As maize spread throughout the Americas, it took on an important role, with
multiple indigenous societies revering a “Corn Mother” as the goddess who
When Europeans first arrived in
America, they shunned the strange plant. Many even believed it was the source
of physical and cultural differences between them and the Mesoamericans. However,
their attempts to cultivate European crops in American soil quickly failed and
the settlers were forced to expand their diet. Finding the crop to their taste,
maize soon crossed the Atlantic where its ability to grow in diverse climates
made it a popular grain in many European countries. But the newly established
United States was still the corn capital of the world.

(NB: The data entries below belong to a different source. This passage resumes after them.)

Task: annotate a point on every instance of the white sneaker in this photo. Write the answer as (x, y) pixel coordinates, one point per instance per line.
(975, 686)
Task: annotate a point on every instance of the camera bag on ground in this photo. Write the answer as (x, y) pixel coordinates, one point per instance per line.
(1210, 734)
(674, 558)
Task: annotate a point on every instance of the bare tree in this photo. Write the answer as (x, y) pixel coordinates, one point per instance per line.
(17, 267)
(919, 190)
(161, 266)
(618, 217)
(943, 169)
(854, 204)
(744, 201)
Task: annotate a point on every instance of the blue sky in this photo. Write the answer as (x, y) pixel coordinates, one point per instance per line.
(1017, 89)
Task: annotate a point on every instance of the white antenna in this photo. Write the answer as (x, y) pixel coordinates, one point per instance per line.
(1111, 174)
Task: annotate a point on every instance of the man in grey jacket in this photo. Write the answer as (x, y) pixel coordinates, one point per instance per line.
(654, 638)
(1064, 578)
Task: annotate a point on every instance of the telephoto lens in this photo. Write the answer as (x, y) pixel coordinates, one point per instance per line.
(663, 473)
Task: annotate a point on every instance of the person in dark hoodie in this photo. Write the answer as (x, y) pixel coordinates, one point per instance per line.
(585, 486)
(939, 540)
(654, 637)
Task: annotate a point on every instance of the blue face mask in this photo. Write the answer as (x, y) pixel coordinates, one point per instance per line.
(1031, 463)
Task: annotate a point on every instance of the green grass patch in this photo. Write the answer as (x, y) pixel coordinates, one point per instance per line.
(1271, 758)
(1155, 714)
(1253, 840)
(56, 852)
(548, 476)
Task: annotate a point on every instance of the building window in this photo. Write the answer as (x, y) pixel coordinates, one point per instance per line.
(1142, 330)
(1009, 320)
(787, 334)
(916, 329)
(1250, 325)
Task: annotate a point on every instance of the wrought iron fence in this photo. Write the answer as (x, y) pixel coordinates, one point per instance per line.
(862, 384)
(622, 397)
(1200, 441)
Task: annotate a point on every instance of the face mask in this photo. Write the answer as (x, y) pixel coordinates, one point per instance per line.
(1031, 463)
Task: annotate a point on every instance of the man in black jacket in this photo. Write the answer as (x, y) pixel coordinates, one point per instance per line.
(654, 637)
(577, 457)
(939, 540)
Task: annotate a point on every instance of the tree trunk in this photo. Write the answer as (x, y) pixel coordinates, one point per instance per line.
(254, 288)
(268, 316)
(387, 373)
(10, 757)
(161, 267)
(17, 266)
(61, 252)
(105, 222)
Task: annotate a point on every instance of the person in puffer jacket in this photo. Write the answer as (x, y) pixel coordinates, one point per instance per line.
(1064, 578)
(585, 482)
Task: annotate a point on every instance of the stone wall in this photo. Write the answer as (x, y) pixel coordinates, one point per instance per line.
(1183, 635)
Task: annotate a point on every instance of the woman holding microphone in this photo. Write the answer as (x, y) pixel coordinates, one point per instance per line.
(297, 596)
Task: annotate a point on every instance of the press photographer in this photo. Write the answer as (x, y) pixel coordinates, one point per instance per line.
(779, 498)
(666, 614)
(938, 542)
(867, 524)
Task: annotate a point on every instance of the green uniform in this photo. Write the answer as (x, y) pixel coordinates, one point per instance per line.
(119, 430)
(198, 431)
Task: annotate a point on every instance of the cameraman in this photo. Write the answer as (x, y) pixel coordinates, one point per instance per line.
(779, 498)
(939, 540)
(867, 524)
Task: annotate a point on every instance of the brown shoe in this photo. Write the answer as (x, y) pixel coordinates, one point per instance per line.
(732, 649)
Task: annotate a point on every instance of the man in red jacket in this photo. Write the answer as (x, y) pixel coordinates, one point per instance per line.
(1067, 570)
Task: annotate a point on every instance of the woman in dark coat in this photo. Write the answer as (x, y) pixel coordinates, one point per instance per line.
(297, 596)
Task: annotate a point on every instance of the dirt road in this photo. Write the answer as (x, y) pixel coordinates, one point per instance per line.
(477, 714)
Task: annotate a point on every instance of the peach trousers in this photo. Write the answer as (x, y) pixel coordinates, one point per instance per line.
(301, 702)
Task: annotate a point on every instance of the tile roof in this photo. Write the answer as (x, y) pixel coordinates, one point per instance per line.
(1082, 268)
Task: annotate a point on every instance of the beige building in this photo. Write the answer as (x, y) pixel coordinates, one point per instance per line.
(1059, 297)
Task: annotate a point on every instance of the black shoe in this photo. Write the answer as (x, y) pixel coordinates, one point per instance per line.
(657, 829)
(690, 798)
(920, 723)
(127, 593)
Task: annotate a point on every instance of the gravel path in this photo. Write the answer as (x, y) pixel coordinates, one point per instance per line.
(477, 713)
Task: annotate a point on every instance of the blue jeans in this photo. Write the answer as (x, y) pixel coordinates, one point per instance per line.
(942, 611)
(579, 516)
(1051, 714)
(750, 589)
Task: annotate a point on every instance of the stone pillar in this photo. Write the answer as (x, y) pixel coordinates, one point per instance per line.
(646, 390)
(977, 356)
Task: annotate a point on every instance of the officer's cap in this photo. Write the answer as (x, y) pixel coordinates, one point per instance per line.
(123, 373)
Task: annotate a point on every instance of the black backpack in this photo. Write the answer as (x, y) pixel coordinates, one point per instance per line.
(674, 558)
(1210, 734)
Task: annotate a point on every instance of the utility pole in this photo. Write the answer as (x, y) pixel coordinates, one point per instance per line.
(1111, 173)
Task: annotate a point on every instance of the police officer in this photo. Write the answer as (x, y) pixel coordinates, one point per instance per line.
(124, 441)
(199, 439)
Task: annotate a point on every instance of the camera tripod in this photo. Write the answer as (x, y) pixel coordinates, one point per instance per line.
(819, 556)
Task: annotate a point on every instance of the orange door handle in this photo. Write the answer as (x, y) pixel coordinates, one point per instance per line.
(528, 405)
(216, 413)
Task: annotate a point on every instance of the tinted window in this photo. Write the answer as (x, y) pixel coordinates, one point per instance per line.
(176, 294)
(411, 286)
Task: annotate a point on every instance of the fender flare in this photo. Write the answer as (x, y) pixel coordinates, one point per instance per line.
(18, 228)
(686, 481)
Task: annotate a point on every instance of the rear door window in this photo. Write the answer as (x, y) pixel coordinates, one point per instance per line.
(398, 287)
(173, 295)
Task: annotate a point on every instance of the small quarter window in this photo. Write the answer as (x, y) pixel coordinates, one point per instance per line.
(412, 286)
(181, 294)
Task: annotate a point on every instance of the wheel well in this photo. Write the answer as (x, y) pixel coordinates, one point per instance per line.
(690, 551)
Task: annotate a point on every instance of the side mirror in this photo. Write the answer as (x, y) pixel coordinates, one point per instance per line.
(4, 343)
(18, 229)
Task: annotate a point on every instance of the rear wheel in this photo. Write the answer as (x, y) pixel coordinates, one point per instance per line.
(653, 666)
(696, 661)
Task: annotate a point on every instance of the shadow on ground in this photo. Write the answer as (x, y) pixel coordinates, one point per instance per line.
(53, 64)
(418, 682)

In the early 1800s, different
regions across the country produced strains of varying size and taste. In the
1850s, however, these unique varieties proved difficult for train operators to
package and for traders to sell. Trade boards in rail hubs like Chicago
encouraged corn farmers to breed one standardized crop. This dream would
finally be realized at 1893 World’s Fair where James Reid’s yellow dent corn
won the Blue Ribbon.
Over the next 50 years, yellow dent
corn swept the nation. Following the technological developments of World War
II, mechanised harvesters became widely available. This meant a batch of corn
that previously took a full day to harvest by hand could now be collected in
just 5 minutes. Another wartime technology, the chemical explosive ammonium
nitrate, also found new life on the farm. With this new synthetic fertilizer, farmers
could plant dense fields of corn year after year without the need to rotate
their crops and restore nitrogen to the soil.

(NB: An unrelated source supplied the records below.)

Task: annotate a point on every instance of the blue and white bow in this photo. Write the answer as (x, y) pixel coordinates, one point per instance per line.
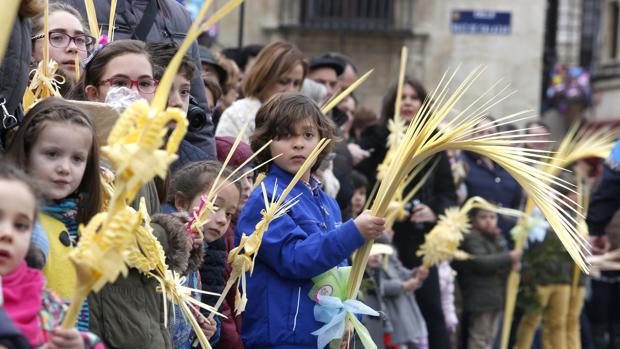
(333, 312)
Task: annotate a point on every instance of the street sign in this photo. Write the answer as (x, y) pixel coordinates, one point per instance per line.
(480, 22)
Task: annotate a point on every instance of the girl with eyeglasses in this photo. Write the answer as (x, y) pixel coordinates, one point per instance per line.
(68, 38)
(122, 63)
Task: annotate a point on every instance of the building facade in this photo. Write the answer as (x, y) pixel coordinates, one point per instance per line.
(504, 36)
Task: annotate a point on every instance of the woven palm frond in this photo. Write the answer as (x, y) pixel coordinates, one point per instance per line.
(424, 139)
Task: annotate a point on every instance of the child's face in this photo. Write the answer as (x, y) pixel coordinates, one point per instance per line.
(296, 147)
(374, 261)
(358, 200)
(62, 49)
(226, 204)
(17, 207)
(486, 222)
(131, 70)
(179, 93)
(59, 156)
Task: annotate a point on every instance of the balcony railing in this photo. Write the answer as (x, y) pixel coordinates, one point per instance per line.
(384, 16)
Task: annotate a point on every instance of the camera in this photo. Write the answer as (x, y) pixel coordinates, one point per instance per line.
(197, 117)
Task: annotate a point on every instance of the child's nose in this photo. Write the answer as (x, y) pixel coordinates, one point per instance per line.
(63, 166)
(5, 232)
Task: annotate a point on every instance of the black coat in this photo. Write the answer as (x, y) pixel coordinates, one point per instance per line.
(171, 23)
(14, 72)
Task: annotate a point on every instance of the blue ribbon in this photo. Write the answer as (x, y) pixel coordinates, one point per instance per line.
(332, 312)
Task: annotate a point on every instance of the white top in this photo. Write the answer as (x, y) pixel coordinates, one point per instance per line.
(234, 117)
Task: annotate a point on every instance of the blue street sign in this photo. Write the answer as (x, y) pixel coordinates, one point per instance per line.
(480, 22)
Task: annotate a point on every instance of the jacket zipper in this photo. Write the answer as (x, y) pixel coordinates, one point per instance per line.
(297, 310)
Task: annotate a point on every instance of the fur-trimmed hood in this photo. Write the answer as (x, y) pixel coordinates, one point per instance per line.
(171, 232)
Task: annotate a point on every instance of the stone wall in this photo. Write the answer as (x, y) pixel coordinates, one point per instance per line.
(515, 58)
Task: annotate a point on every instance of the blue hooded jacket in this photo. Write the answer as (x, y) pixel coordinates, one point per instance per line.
(307, 241)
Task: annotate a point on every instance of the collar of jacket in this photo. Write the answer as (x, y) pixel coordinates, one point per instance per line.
(284, 178)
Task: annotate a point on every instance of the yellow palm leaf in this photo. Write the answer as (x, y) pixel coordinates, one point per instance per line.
(10, 7)
(424, 139)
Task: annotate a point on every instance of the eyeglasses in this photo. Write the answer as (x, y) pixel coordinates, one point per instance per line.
(144, 85)
(62, 40)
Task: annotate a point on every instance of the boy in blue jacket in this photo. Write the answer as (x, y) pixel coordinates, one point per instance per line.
(304, 243)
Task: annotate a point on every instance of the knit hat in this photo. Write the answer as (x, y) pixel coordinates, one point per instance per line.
(242, 153)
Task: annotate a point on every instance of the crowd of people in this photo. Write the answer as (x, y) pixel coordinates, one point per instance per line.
(51, 183)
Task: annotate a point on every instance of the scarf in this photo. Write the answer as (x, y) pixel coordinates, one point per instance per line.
(22, 300)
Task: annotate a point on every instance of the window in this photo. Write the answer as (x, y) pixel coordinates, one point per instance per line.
(350, 15)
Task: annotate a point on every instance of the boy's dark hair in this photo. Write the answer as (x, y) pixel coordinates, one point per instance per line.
(278, 117)
(57, 110)
(93, 71)
(161, 55)
(195, 178)
(359, 180)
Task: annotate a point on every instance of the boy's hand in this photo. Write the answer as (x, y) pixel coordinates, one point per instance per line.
(65, 339)
(371, 227)
(208, 326)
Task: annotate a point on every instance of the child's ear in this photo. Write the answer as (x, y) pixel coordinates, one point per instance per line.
(92, 93)
(180, 202)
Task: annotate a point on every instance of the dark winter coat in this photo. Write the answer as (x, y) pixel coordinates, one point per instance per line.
(483, 277)
(14, 74)
(494, 185)
(129, 313)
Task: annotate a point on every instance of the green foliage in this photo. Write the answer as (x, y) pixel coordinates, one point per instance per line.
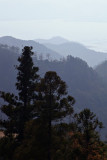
(35, 127)
(19, 109)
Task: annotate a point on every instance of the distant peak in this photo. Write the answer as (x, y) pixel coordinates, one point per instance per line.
(53, 40)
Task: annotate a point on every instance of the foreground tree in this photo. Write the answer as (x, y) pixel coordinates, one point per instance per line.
(88, 139)
(19, 109)
(54, 105)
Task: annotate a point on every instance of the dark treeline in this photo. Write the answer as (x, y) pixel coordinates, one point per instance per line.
(35, 128)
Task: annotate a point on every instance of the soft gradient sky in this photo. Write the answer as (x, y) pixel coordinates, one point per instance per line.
(77, 20)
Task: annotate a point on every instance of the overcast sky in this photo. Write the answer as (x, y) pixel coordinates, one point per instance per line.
(77, 20)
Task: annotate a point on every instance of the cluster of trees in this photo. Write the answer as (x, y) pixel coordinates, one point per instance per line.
(37, 126)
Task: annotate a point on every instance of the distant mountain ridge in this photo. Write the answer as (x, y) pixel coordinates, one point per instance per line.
(101, 69)
(55, 40)
(82, 81)
(75, 49)
(40, 49)
(56, 48)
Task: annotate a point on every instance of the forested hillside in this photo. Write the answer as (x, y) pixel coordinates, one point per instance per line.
(83, 82)
(36, 126)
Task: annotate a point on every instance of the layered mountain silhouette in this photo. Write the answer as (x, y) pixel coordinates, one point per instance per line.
(55, 40)
(83, 82)
(101, 69)
(39, 49)
(92, 57)
(57, 48)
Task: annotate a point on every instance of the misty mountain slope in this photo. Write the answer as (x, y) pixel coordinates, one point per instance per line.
(92, 57)
(83, 82)
(38, 48)
(8, 60)
(101, 69)
(54, 40)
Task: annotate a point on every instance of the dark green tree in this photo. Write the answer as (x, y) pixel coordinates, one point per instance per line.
(19, 109)
(88, 127)
(53, 104)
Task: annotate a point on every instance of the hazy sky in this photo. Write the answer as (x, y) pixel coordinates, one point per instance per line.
(77, 20)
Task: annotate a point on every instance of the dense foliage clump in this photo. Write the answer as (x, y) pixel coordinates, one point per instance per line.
(41, 123)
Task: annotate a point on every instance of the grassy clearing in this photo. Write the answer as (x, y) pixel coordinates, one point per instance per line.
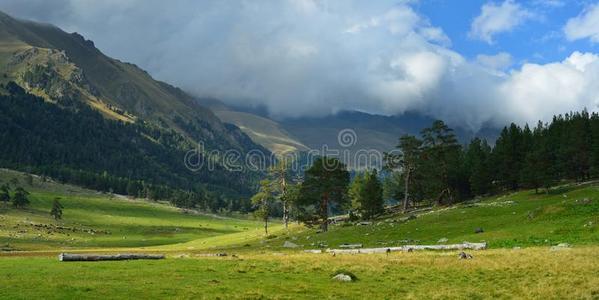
(259, 267)
(499, 273)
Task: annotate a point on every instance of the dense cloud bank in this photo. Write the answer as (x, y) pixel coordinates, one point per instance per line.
(316, 57)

While these advances made corn an
attractive crop to American farmers, US agricultural policy limited the amount
farmers could grow to ensure high sale prices. But in 1972, President Richard
Nixon removed these limitations while negotiating massive grain sales to the
Soviet Union. With this new trade deal and WWII technology, corn production
exploded into a global phenomenon. These mountains of maize inspired numerous
corn concoctions. Cornstarch could be used as a thickening agent for everything
from gasoline to glue or processed into a low-cost sweetener known as
High-Fructose Corn Syrup. Maize quickly became one of the cheapest animal feeds
worldwide. This allowed for inexpensive meat production, which in turn
increased the demand for meat and corn feed.

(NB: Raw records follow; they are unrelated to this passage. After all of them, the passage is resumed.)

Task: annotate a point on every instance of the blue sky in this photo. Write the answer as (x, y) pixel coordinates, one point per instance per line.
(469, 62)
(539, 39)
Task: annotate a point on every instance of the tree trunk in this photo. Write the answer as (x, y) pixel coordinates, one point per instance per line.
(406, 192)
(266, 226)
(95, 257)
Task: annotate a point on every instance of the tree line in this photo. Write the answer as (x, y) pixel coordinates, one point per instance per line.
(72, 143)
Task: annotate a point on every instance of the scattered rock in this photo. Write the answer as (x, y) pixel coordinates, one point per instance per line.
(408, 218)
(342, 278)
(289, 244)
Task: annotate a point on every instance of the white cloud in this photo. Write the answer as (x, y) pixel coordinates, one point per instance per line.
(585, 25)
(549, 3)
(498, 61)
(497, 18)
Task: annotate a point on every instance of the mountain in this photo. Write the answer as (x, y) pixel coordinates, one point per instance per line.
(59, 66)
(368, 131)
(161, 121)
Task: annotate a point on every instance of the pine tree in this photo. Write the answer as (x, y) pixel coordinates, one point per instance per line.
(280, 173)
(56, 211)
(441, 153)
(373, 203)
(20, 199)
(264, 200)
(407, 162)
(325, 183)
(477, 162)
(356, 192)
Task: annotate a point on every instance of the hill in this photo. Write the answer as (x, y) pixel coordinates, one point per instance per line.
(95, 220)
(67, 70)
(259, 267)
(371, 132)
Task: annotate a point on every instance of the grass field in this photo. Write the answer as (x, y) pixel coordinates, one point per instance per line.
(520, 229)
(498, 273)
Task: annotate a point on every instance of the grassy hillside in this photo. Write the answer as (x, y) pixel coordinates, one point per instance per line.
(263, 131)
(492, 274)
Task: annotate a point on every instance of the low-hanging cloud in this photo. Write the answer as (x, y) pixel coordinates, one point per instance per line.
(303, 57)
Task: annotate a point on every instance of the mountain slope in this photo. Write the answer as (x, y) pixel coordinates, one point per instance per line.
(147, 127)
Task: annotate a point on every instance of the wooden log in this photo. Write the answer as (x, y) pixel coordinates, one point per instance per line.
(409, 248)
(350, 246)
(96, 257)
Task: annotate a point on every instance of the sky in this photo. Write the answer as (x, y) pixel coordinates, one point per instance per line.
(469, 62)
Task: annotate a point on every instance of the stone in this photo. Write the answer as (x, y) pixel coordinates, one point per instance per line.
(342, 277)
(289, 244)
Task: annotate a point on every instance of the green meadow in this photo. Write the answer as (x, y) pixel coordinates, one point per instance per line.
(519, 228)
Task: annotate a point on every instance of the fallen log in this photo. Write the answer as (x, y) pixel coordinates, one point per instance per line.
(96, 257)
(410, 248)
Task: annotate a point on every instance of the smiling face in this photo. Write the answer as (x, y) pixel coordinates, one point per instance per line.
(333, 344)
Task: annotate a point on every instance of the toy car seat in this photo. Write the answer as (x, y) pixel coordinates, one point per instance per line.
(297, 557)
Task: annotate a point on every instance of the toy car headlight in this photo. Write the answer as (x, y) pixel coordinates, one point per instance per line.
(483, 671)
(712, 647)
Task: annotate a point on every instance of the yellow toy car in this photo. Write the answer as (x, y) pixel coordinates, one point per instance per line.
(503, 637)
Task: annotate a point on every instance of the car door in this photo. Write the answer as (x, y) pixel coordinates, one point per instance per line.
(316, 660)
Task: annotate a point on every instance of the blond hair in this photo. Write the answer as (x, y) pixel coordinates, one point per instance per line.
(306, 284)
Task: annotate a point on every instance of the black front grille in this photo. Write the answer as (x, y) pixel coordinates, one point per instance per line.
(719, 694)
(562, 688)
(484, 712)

Today, humans eat only 40% of all
cultivated corn, while the remaining 60% supports consumer goods industries
worldwide. Yet the spread of this wonder-crop has come at a price. Global water
sources are polluted by excess ammonium nitrate from cornfields. Corn accounts
for a large portion of agriculture-related carbon emissions, partly due to the
increased meat production it enables. The use of high fructose corn syrup may
be a contributor to diabetes and obesity. And the rise of monoculture farming has
left our food supply dangerously vulnerable to pests and pathogens – a single
virus could infect the world’s supply of this ubiquitous crop.
Corn has gone from a bushy grass to
an essential element of the world’s industries. But only time will tell if it
has led us into a maze of unsustainability.